When I was first diagnosed with Cervical Dystonia, I was very confused to say the least. I wanted to know what was happening to me, how it was happening, and why it had started. I wondered how it would affect my life and my future. Would the twitching and the pain get worse? What judgements would people make about me while my neck was going wild? Would it last for the rest of my life? The questions at first were overwhelming and it left me feeling very depressed. Being diagnosed right before a holiday did not help either. Thanksgiving Day was probably one of my biggest low points because of an attack I had before Thanksgiving Dinner. I wanted to be social, to spend time with friends and family, to be a part of a conversation that did not revolve around what was wrong with me. However my neck had different plans for me that day. it decided to start spasming to the left like it loves to do. During the attack I sat in a corner and stared at my phone while trying to ignore the stares or sympathies of those around me. I just wanted to be normal again. That was all.
That attack and other attacks like it initially made me feel very depressed and helpless. I considered quitting my job as a cashier and dropping out of college for a semester to figure things out. But I didn’t. And you know what? I’m glad I didn’t. I’ve had Cervical Dystonia for about three months and my attacks are worse than they were in November but I have refused to let it control my life. I have learned that when faced with a disease or challenge that is out of your control, you may not be able to control that its happening but you can always control how you react to it. Are there still times when I get depressed about my disease? Yes. I would be a liar if I said there wasn’t. Are those times of depression as frequent as when I was first diagnosed? No. Not even close.

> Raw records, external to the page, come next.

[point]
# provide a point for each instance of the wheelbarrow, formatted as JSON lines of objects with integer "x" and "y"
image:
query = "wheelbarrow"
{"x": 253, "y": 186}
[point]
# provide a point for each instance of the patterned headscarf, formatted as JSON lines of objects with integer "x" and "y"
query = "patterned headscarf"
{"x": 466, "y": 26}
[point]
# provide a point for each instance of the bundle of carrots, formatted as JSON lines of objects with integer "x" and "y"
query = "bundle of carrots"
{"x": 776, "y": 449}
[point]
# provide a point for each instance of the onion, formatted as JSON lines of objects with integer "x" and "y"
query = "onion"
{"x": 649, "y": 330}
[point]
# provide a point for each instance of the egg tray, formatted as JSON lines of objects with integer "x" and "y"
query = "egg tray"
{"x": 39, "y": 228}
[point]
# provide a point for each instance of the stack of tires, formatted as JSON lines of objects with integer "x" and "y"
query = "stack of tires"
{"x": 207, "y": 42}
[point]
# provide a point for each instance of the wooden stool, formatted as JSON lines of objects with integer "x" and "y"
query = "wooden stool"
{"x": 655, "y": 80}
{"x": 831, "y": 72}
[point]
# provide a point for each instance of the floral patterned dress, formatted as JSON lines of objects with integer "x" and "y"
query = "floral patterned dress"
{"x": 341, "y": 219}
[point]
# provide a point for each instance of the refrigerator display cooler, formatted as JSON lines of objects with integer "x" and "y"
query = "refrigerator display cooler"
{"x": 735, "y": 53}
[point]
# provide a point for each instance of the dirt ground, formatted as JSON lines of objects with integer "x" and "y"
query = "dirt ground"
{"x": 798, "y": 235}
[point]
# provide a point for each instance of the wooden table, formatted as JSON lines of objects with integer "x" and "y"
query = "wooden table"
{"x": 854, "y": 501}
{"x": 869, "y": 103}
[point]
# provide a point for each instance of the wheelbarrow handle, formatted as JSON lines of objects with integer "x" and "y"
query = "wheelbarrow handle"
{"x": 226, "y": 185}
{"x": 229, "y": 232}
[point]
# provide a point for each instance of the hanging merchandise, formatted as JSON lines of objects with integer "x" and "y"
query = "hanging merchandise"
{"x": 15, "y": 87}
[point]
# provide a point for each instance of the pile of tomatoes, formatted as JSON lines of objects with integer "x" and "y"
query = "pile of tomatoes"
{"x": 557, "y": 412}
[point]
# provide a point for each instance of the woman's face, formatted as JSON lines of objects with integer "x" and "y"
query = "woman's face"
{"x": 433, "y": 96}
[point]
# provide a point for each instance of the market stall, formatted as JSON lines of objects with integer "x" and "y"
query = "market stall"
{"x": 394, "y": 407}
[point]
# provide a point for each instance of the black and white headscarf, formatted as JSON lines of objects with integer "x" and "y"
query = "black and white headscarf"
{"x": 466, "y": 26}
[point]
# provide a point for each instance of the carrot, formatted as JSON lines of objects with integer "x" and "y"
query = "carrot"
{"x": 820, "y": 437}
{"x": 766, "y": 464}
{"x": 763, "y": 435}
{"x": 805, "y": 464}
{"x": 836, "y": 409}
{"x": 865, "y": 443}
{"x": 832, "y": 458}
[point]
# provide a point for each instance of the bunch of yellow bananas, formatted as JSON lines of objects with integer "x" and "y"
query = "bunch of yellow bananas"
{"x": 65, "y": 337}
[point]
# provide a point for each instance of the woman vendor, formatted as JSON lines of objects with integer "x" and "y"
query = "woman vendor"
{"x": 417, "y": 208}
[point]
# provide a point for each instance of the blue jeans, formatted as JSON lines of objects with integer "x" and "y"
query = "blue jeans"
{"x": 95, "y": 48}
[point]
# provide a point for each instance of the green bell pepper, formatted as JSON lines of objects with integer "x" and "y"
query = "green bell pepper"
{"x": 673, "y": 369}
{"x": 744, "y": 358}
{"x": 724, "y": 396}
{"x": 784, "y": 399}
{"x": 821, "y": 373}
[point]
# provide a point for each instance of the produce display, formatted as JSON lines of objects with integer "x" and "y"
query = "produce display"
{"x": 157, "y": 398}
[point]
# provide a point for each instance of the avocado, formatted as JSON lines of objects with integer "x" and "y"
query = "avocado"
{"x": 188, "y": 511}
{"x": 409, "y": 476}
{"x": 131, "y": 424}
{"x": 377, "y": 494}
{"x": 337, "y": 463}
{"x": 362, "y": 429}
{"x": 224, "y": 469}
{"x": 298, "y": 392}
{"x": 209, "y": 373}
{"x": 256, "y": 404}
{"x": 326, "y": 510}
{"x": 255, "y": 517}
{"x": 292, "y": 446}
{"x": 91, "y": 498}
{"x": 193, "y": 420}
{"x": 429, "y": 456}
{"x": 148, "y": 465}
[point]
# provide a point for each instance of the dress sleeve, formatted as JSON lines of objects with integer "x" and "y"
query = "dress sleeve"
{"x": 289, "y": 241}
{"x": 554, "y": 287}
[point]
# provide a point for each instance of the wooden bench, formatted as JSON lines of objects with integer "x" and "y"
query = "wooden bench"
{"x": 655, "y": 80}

I will not let this disease break me down for two reasons. The first being that I want to be happy. It’s as simple as that. The second reason and inarguably the most important, is this disease has given me the opportunity to help others. I hope to connect with others with disorders like mine and hopefully build some type of support system. I hope to raise awareness about this disease and one day hopefully find a cure. I want to be an inspiration for those who are where I was that Thanksgiving. Those who feel depressed, helpless, or alone. This disorder gives me the opportunity to help them. I can’t control when my neck will lock, spasm, or twitch but I can control what I do with my life from here on out. I am choosing to be happy. I am choosing to help others. And I am hoping that others will make that choice with me.